Where to see autumn colour in Sussex
Dust off the walking boots and grab that camera - we've got 10 of the best places in Sussex for enjoying all the visual delights autumn has to offer.
Sheffield Park, Uckfield
This lovely 250 acre National Trust garden was planted with autumn in mind, and comes into its own as the leaves turn. The woodlands play host to a festival of colour, and the red and gold acer grove is a highlight of the autumn garden. Dogs are welcome, booking essential.
Michelham Priory House & Gardens, Upper Dicker
Visitors to these lovely gardens, which date back to 1229 and are encircled by the country’s largest moat will be treated to some tree-mendous sights this autumn. Head gardener James Neal is especially proud of this Hollow Oak; “Its a tree our visitors love to experience and is at least 500 years old, its so hollow that you can poke your head inside and look up to the sky.”
Nymans, near Handcross
Set in the High Weald with splendid views, the Nymans estate is a series of experimental designs with spectacular planting and all-year-round beauty, created in the fashion of early 20th century gardening. Both a horticulturalist’s dream and a peaceful country garden, it’s easy to lose yourself in its intimate and surprising corners.
Standen, East Grinstead
This 12 acre hillside garden is a seasonal delight and home to an award winning plant collection. Wider footpaths on the estate lead into the Ashdown Forest and High Weald area of Outstanding Beauty. (And to warm up you can explore inside the picture perfect Arts & Crafts family home complete with William Morris interiors.)
Tilgate Park, Crawley
This large recreational park situated south of busy Crawley is a hidden gem and brilliant with kids. Originally a 2,185-acre part of an ancient Forest, the park houses a huge lake, the gardens of a former country mansion, large play area plus nature centre featuring captive breeding of vulnerable and endangered animal species
West Dean Gardens, near Chichester
For cracking autumn colour you can’t beat West Dean. Creatively inspired by its heritage and South Downs setting, the site include a Walled Kitchen garden, 13 working Victorian glasshouses, a stunning 300 foot Edwardian Pergola, and a fifty acre arboretum accessed by a beautiful two mile parkland walk. (Don’t worry there’s a tea room, but do book in advance.)
These world-famous Grade 1 listed gardens near Horsham do autumn very, very well indeed. Hundreds of different types of trees put in the most spectacular display, joined by woodland fungi. Don’t miss the oak and acer walk for blazing reds and bronzes, and follow beech trees down to the lakes to see the seasonal finery reflected in the water. The resident wallaby herd is easy to spot as it forages through the gardens. Worked up an appetite? Book Afternoon Tea in the restaurant.
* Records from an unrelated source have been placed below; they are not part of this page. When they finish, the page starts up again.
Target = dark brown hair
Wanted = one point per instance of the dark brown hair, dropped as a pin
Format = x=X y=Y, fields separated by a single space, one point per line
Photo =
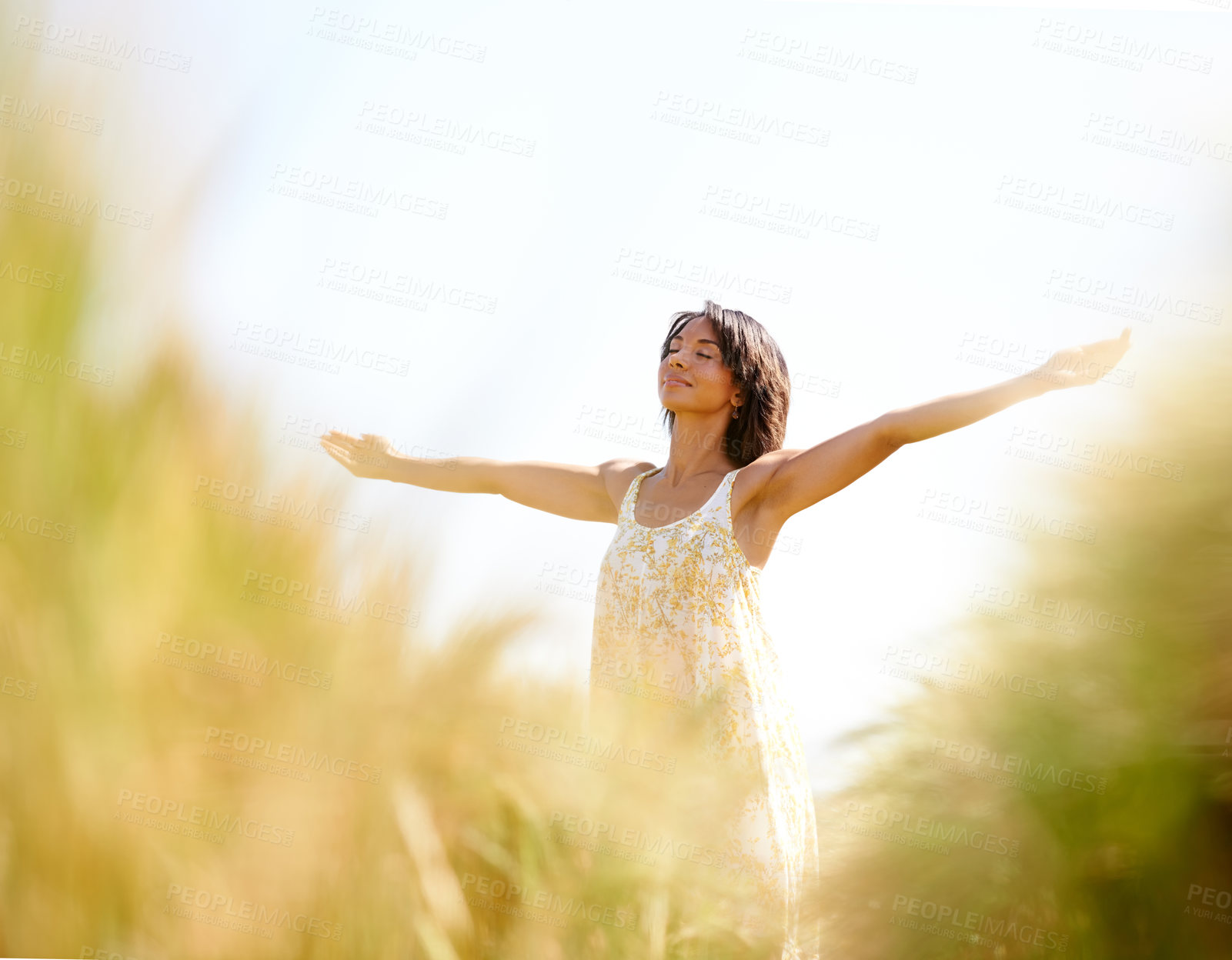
x=756 y=366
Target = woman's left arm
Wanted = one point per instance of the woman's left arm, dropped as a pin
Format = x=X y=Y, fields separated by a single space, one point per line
x=1071 y=367
x=799 y=479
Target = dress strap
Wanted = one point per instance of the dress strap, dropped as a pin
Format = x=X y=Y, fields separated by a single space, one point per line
x=626 y=505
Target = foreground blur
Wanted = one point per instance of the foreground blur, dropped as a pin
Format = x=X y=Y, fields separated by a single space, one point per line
x=211 y=748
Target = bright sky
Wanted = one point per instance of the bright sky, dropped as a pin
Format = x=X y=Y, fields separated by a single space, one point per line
x=902 y=195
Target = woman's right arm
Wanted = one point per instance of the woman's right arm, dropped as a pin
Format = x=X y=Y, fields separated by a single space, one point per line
x=567 y=490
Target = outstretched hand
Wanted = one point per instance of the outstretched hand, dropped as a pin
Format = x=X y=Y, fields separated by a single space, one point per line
x=365 y=455
x=1083 y=365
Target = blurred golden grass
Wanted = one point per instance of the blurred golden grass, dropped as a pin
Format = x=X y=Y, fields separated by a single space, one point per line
x=395 y=867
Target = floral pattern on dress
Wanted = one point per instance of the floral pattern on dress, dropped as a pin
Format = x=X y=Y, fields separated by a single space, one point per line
x=680 y=603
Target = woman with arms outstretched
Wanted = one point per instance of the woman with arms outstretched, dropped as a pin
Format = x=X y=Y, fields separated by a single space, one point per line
x=679 y=586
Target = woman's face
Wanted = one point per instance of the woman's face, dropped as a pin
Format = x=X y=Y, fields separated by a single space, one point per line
x=693 y=377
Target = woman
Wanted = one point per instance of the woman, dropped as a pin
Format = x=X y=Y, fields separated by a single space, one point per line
x=678 y=605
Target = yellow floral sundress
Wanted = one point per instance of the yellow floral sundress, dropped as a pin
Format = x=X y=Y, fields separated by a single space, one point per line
x=678 y=619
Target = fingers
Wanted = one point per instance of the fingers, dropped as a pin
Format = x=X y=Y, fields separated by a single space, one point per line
x=336 y=436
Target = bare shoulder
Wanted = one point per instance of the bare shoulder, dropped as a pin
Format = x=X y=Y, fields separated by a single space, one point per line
x=750 y=483
x=617 y=474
Wakehurst Place, Ardingly, Haywards Heath
Kew’s sister site is the perfect place to catch autumn colour, with the wild botanic gardens transformed into a riot of reds, oranges, yellows and bronze. It’s a great spot for a family visit with heaps of space to run riot and plenty of Insta-opps. Don’t miss the sweet-smelling katsura tree by the Mansion Pond – it’s known as the candyfloss tree thanks to the scent given off by its autumn leaves.
Ashdown Forest, Forest Row, East Sussex
Famously the home of a certain Winnie The Pooh, Ashdown Forest houses another rarity, a heathland habitat. Think golden bracken and a purplish glow from the heather. It’s also a former deer-hunting forest and still hosts a few Bambi today. Walkers and horse riders are welcome in the Forest itself but, bizarrely, cycling’s a no-go.
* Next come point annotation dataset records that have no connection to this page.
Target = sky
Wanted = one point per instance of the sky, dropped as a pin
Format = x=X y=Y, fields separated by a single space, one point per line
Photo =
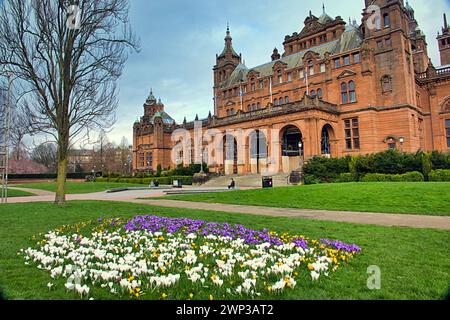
x=180 y=40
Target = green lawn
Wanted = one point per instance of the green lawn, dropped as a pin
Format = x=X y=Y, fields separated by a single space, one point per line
x=18 y=193
x=413 y=262
x=79 y=187
x=412 y=198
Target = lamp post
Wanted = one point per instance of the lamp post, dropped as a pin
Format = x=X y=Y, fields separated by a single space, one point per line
x=402 y=141
x=6 y=141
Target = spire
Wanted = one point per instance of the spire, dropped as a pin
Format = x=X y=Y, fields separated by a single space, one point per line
x=229 y=46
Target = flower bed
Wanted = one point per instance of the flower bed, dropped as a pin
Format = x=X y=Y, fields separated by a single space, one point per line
x=183 y=259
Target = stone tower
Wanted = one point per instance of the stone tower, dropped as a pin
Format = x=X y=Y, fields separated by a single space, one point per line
x=444 y=43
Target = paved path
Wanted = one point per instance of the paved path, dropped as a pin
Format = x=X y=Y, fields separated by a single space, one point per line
x=383 y=219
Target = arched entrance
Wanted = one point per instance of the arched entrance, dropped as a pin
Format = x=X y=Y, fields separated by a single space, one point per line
x=327 y=136
x=292 y=149
x=230 y=155
x=258 y=151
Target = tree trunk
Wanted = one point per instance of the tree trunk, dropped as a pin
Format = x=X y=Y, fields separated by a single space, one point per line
x=60 y=198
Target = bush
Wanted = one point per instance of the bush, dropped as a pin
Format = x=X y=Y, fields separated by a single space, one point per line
x=407 y=177
x=440 y=175
x=323 y=170
x=346 y=177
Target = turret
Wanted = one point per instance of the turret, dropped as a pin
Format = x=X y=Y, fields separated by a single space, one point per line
x=444 y=43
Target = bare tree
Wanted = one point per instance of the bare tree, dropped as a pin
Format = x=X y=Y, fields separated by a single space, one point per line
x=68 y=56
x=46 y=154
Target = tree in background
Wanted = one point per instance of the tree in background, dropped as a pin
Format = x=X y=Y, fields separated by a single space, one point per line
x=67 y=56
x=46 y=154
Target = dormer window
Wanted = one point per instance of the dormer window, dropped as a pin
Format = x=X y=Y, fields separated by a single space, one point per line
x=322 y=67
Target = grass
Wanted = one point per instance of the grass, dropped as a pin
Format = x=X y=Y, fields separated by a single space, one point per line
x=79 y=187
x=413 y=262
x=18 y=193
x=408 y=198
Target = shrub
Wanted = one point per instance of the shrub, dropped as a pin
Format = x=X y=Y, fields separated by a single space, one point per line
x=346 y=177
x=380 y=177
x=325 y=170
x=440 y=160
x=440 y=175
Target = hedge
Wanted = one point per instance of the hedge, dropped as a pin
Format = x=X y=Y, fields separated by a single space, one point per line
x=357 y=168
x=186 y=180
x=439 y=175
x=414 y=176
x=48 y=176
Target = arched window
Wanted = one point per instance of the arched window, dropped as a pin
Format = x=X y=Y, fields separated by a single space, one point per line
x=387 y=20
x=351 y=91
x=344 y=93
x=311 y=67
x=319 y=93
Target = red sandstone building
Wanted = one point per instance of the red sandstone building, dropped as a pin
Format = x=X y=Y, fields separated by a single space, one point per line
x=338 y=89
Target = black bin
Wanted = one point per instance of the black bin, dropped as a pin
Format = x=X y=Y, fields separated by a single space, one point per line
x=267 y=182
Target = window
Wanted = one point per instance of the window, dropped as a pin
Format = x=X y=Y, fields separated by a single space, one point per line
x=447 y=131
x=387 y=20
x=352 y=92
x=149 y=161
x=352 y=134
x=344 y=93
x=346 y=60
x=311 y=67
x=348 y=92
x=337 y=63
x=319 y=93
x=302 y=74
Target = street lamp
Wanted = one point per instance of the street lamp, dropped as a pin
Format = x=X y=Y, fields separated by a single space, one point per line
x=201 y=166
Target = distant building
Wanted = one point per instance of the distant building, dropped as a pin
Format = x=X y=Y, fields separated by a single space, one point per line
x=338 y=89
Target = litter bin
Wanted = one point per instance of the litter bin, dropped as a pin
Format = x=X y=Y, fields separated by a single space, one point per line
x=267 y=182
x=177 y=184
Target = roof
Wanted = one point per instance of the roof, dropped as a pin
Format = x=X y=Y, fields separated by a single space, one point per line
x=349 y=40
x=325 y=18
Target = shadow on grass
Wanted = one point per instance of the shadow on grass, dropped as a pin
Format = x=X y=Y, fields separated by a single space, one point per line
x=2 y=295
RSPB Pulborough Brooks, Pulborough
The woodlands of this reserve in the Arun Valley turn golden this season, and the floors are studded with jewel-like fungi – spot them all following the trail around the heath. Wildlife is drawn like a magnet to this wetland habitat, and you can check what species has recently been sighted on the chalkboard at the visitor centre.